How does texting create value in care coordination?

  1. Texting = faster communication.  No phone tag, no answering service, no antiquated pager system.  Patients receive care and critical health information when they need it, and referrals can be made quickly and easily.
  2. Protect PHI.  Providers can protect the health data of their patients and avoid costly HIPAA violations.
  3. Fewer mistakes.  Many texting applications provide read receipts so senders know when a message has been received.  Conversations had via text are also automatically documented in clear language, so that participants in the care conversation can re-review information or instructions at a later date, leading to fewer misunderstandings among patients and providers.
  4. Value-based payments.  Groups who can leverage texting effectively in their practice, ACO or PCMH can take advantage of increased payments from Medicare Shared Savings and other value-based incentive programs.

Texting gives healthcare providers a platform to quickly and seamlessly communicate about patient care.  Doctors can share PHI and exchange ideas about diagnosis, prescriptions, and treatment plans.  Care providers can follow up directly with patients, and provide discharge instructions to avoid hospital re-admission.  Providers can also include specialists, on call resources, patients and family members in group messages.  Use secure texting allows for efficient escalation of referrals, prescriptions and lab orders, and ACOs and health systems can enhance Patient Engagement and Meaningful Use outcomes.
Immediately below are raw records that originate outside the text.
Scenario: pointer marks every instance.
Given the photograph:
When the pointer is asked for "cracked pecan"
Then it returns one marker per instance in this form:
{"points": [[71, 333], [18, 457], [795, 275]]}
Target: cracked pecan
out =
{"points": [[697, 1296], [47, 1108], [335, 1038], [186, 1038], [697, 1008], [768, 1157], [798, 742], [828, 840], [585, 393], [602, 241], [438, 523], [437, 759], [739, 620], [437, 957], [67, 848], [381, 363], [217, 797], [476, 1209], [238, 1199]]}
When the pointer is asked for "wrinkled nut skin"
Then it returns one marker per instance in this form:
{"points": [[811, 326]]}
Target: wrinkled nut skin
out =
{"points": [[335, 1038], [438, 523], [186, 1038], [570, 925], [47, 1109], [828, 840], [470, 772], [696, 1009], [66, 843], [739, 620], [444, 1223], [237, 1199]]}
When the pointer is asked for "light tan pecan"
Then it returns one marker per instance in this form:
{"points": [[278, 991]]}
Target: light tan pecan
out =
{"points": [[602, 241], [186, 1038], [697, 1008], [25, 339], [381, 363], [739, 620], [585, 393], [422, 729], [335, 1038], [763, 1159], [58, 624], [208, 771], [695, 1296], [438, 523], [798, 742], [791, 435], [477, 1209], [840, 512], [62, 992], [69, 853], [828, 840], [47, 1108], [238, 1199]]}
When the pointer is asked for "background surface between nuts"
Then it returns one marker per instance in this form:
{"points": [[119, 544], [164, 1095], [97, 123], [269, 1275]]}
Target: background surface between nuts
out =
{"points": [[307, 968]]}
Can providers get reimbursed for care coordination via text?

Since 95% of office visits still reimbursed on a fee-for-service basis, doctors worry about blocking out time to deal with text messaging, for which they are not reimbursed. We’ve found that the value that OhMD delivers to providers by cutting out the time and hassle associated with phone tag adds up to substantial savings of time and overhead costs.

In addition to the reduction in overhead costs associated with less efficient means of communication, some practices may also be able to bill for time spent coordinating care via text in the Fee For Service model.  CPT code 99490 can be used to bill for “non face-to-face care coordination services.”